Обернувшись, я с удивлением обнаружила, что Мэри Хоукинс все еще рядом. Лицо ее было белее полотняной салфетки — следует заметить, что здесь, в больнице, белье было сероватого оттенка, — а вокруг рта и подбородка залегли голубоватые тени, однако она все же была рядом.
— Давайте живо, поторопитесь! — властно воскликнул хирург, адресуясь, по-видимому, к едва не сбитому с ног санитару, который, торопливо поставив поднос, подбежал к нему, держащему наготове пилу, с целью отпилить отделенную от плоти бедренную кость. Санитар наклонился наложить второй жгут над надрезом, пила задвигалась с неописуемым скрипучим звуком, и я предусмотрительно развернула Мэри Хоукинс спиной к этой сцене. Я ощущала, как дрожит ее рука, а розовые губки побелели и сморщились, точно побитые морозом лепестки цветка.
— Хотите уйти? — участливо спросила я. — Уверена, матушка Хильдегард закажет для вас карету. — Обернувшись, я вгляделась в полумрак холла. — Боюсь, что графиня и мадам Ламберт уже отбыли.
Мэри шумно втянула воздух, потом с самым решительным видом сжала губы.
— Н-н-нет, — пробормотала она. — Если вы остаетесь, то и я тоже.

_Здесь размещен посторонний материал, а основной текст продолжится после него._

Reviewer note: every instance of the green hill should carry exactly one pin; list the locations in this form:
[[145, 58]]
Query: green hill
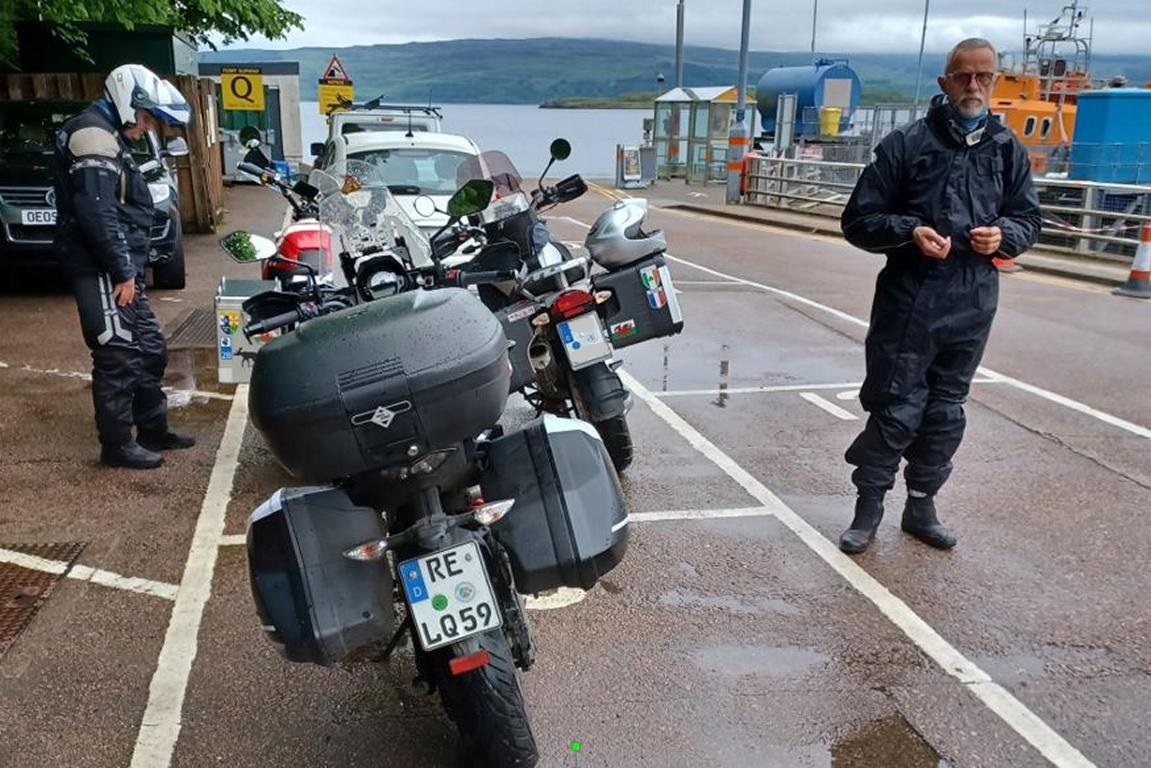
[[546, 69]]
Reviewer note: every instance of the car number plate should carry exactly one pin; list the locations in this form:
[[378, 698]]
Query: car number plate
[[584, 340], [38, 217], [449, 595]]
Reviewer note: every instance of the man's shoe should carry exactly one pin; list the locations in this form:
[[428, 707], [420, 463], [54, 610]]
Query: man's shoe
[[131, 455], [868, 514], [921, 522], [167, 440]]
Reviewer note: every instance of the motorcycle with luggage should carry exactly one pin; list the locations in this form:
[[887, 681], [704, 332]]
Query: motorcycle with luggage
[[417, 516]]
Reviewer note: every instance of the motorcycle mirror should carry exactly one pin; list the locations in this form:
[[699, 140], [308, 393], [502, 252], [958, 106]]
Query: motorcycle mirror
[[471, 198], [425, 206], [561, 149], [245, 248]]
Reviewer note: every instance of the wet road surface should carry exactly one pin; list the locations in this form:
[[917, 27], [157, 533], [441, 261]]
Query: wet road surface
[[732, 633]]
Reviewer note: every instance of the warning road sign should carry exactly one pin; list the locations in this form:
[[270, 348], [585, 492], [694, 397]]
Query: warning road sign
[[335, 70], [243, 89]]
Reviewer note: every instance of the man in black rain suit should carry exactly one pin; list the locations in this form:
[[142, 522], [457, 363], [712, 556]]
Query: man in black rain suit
[[104, 215], [942, 198]]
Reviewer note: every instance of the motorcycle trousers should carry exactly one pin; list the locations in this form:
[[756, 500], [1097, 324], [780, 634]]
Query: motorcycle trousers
[[129, 357], [923, 348]]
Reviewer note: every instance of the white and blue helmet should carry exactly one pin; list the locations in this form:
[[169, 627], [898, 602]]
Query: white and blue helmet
[[129, 88]]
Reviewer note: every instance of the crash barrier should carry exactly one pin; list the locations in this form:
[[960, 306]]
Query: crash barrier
[[1138, 283], [1080, 218], [199, 173]]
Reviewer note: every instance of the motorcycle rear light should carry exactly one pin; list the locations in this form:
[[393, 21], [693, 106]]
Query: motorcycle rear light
[[467, 663], [493, 512], [572, 303], [367, 552]]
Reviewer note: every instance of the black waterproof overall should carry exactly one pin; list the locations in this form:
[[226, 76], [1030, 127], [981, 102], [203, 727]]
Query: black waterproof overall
[[930, 319], [104, 213]]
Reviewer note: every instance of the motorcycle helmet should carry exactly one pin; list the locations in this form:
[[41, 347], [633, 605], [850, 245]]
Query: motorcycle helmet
[[617, 237], [129, 88]]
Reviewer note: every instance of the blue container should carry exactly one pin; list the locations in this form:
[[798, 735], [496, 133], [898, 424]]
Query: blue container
[[1112, 139], [824, 83]]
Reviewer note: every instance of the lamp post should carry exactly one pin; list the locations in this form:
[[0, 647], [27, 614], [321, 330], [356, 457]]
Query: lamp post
[[739, 138]]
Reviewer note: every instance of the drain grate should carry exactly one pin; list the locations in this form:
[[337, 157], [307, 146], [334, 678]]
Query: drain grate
[[24, 590], [193, 329]]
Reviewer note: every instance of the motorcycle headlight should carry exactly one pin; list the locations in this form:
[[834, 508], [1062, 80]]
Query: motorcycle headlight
[[160, 192]]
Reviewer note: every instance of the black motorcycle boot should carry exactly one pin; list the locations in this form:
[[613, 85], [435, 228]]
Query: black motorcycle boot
[[920, 521], [868, 514], [130, 455], [166, 440]]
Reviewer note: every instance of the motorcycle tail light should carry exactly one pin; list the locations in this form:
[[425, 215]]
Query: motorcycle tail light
[[493, 512], [572, 303], [367, 552]]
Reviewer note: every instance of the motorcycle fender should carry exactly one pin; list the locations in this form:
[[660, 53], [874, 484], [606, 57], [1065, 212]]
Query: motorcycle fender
[[603, 393]]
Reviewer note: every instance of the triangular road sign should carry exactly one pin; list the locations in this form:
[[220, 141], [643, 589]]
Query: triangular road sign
[[335, 70]]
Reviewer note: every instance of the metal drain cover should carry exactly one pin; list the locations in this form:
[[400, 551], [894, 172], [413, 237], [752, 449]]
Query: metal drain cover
[[193, 329], [24, 590]]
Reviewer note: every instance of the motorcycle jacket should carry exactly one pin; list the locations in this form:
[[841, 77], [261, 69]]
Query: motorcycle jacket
[[104, 208]]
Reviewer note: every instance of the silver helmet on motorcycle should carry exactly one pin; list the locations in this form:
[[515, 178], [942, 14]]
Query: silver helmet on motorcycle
[[617, 237], [129, 88]]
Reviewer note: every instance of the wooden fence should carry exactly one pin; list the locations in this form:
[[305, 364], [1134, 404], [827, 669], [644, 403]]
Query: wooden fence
[[199, 174]]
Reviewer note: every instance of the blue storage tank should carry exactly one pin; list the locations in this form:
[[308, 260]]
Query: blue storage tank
[[824, 83], [1112, 138]]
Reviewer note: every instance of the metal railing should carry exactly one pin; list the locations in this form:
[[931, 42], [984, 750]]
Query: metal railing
[[1081, 218]]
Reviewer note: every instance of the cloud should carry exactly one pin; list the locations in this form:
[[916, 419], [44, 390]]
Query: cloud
[[843, 25]]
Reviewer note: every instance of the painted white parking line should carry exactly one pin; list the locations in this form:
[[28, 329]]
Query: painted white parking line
[[160, 727], [1049, 743], [698, 515], [1038, 392], [86, 573], [829, 407], [88, 377]]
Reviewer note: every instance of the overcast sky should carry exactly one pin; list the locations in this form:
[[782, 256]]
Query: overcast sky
[[843, 25]]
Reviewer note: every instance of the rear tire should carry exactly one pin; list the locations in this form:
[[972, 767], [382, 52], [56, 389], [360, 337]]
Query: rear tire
[[617, 439], [487, 706]]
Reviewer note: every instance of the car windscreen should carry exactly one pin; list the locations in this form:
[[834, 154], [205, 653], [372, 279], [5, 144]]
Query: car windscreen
[[30, 127], [411, 170]]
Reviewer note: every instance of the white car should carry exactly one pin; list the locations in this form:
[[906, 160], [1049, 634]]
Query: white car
[[422, 164]]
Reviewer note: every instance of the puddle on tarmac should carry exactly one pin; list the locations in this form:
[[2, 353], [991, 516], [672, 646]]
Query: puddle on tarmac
[[887, 743], [732, 603], [740, 661]]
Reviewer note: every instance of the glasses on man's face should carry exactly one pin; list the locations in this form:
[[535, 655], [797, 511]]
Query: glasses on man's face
[[965, 78]]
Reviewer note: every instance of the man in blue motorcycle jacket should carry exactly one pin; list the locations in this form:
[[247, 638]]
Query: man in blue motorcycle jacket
[[104, 214], [943, 197]]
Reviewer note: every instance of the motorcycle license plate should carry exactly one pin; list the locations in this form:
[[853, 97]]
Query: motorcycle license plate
[[38, 217], [449, 595], [584, 340]]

Я твердо вознамерилась остаться — любопытство и стремление разузнать как можно больше об операциях, проводимых в этой больнице, оказались сильнее желания пощадить чувства Мэри.

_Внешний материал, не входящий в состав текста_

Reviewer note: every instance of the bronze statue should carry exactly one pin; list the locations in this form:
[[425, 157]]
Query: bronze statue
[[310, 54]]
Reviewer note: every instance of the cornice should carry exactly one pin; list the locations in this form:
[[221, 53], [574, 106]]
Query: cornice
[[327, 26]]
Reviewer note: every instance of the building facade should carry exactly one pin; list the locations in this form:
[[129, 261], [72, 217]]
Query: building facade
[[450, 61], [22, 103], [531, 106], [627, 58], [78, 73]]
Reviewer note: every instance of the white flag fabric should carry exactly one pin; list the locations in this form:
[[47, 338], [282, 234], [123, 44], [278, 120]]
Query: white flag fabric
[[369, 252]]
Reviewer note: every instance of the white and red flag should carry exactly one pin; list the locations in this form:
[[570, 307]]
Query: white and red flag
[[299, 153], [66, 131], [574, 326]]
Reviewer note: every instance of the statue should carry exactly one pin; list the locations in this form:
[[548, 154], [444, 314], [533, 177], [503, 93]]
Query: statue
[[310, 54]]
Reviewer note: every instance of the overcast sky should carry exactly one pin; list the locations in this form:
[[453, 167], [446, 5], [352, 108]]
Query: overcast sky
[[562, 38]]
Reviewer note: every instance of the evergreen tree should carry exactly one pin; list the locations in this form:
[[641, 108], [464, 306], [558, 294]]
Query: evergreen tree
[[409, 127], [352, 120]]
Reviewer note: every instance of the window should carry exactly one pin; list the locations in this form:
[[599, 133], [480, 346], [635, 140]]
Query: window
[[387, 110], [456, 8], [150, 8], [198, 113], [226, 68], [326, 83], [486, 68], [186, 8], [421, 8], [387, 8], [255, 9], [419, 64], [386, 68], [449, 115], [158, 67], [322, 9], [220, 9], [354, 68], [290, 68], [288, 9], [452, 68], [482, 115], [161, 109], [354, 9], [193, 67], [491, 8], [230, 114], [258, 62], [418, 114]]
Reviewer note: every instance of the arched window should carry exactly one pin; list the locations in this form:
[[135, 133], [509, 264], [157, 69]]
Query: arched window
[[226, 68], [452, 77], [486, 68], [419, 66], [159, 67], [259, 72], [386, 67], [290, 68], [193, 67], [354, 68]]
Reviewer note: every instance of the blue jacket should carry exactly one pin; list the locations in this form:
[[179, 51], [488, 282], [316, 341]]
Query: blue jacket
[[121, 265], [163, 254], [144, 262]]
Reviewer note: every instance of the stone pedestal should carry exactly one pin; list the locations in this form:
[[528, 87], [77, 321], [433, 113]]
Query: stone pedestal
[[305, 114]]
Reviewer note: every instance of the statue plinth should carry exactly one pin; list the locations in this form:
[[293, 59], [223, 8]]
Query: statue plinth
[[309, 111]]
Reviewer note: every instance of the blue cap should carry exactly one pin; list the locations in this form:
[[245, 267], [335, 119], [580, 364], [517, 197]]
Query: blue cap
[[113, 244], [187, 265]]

Наконец и сестра Анжелика соизволила заметить, что мы остались. Вернувшись, она встала рядом и с еле заметной улыбкой на пухлом лице терпеливо ждала, когда мы, подобно остальным, ударимся в бегство. Я склонилась над койкой в углу комнаты. Под тоненьким одеялом тихо лежала страшно исхудавшая женщина. Глаза рассеянно блуждали по сторонам, казалось, она не замечает ничего вокруг. Но не сама женщина привлекла мое внимание, а странной формы стеклянный сосуд, установленный на полу рядом с койкой.

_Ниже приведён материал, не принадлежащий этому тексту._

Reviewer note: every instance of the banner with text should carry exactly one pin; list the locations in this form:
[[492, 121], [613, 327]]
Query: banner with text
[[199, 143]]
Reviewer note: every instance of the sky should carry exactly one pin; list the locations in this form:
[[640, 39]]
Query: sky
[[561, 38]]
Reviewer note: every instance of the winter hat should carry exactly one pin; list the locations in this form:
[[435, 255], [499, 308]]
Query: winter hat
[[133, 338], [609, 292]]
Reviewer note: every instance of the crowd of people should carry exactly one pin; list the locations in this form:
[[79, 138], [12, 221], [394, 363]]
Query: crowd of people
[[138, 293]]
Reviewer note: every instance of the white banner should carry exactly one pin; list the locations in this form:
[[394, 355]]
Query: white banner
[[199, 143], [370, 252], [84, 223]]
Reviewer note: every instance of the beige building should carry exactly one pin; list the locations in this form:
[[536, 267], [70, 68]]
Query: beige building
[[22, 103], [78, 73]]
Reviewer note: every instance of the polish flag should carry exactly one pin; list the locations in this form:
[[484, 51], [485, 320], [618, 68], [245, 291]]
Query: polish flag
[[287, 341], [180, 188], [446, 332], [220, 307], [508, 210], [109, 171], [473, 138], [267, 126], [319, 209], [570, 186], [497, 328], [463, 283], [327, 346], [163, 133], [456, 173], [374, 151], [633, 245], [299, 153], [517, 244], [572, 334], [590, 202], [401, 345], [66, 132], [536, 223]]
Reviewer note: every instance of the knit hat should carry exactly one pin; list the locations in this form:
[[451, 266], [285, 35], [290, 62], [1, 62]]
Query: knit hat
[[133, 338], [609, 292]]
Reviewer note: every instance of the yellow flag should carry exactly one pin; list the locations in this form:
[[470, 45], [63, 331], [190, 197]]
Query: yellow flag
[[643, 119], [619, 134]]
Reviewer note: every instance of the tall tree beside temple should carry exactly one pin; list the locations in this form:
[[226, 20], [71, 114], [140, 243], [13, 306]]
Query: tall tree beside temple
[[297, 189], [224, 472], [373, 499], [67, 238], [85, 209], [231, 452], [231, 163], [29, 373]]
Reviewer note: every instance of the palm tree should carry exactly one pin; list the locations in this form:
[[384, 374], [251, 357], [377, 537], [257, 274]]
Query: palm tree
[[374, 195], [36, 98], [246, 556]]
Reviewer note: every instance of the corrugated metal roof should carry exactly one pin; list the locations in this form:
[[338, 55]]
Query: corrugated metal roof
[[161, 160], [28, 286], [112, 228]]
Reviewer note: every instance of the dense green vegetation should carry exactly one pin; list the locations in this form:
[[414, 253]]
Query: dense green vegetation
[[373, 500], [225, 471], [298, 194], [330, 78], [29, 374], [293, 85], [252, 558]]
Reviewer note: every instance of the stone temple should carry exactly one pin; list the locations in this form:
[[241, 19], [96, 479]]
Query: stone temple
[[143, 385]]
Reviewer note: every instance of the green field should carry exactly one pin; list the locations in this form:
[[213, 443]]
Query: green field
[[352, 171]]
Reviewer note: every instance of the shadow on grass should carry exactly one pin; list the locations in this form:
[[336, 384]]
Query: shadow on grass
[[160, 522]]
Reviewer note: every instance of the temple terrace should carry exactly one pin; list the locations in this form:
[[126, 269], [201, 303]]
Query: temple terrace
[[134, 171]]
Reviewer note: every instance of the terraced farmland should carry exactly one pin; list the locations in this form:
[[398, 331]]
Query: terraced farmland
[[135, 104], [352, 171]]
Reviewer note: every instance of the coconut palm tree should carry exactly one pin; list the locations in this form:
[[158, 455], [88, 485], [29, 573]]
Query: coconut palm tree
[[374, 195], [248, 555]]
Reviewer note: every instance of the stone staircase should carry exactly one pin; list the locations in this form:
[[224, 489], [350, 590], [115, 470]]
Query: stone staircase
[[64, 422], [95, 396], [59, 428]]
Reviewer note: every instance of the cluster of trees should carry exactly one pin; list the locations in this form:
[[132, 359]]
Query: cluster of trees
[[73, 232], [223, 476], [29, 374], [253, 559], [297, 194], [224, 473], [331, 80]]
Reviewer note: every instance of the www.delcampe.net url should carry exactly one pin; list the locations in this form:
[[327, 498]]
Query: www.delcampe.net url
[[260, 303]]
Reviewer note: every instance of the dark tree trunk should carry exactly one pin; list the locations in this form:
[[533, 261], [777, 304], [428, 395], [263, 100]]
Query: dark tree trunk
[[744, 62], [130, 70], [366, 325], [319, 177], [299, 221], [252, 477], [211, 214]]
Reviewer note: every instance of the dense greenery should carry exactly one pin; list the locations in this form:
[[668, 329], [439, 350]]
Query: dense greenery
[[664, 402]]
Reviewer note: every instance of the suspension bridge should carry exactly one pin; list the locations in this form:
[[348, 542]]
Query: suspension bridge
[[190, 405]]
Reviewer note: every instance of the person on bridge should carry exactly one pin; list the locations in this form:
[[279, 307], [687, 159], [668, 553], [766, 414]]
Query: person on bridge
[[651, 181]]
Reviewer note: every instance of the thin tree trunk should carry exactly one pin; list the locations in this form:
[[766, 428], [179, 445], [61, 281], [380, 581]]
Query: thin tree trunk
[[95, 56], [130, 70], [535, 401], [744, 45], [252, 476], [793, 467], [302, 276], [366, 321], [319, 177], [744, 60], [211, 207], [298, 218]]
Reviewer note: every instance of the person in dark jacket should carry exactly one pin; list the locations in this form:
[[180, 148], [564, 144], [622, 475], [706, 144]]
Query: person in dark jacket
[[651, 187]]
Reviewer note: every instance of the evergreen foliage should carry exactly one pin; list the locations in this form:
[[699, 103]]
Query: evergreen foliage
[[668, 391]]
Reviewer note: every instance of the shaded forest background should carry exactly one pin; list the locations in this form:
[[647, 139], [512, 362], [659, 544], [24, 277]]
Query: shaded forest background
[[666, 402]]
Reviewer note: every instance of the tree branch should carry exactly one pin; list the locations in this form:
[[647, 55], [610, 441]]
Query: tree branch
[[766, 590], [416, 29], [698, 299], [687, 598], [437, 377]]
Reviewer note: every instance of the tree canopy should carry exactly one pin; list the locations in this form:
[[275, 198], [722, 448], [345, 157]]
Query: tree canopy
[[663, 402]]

Он был до краев заполнен желтой жидкостью — вне всякого сомнения, то была моча. Я удивилась: что пользы было собирать мочу, когда в те времена не существовало ни методов химического анализа, ни даже лакмусовой бумаги? Но тут меня осенило.
Я осторожно приподняла сосуд, не обращая внимания на протестующий возглас сестры Анжелики. Принюхалась… Да, так и есть: помимо характерного кисловатого запаха испарений аммиака, жидкость отчетливо отдавала чем-то сладким, так пах прокисший мед. Секунду я колебалась, но другого способа проверки не существовало. С гримасой отвращения я обмакнула кончик пальца в жидкость и лизнула языком.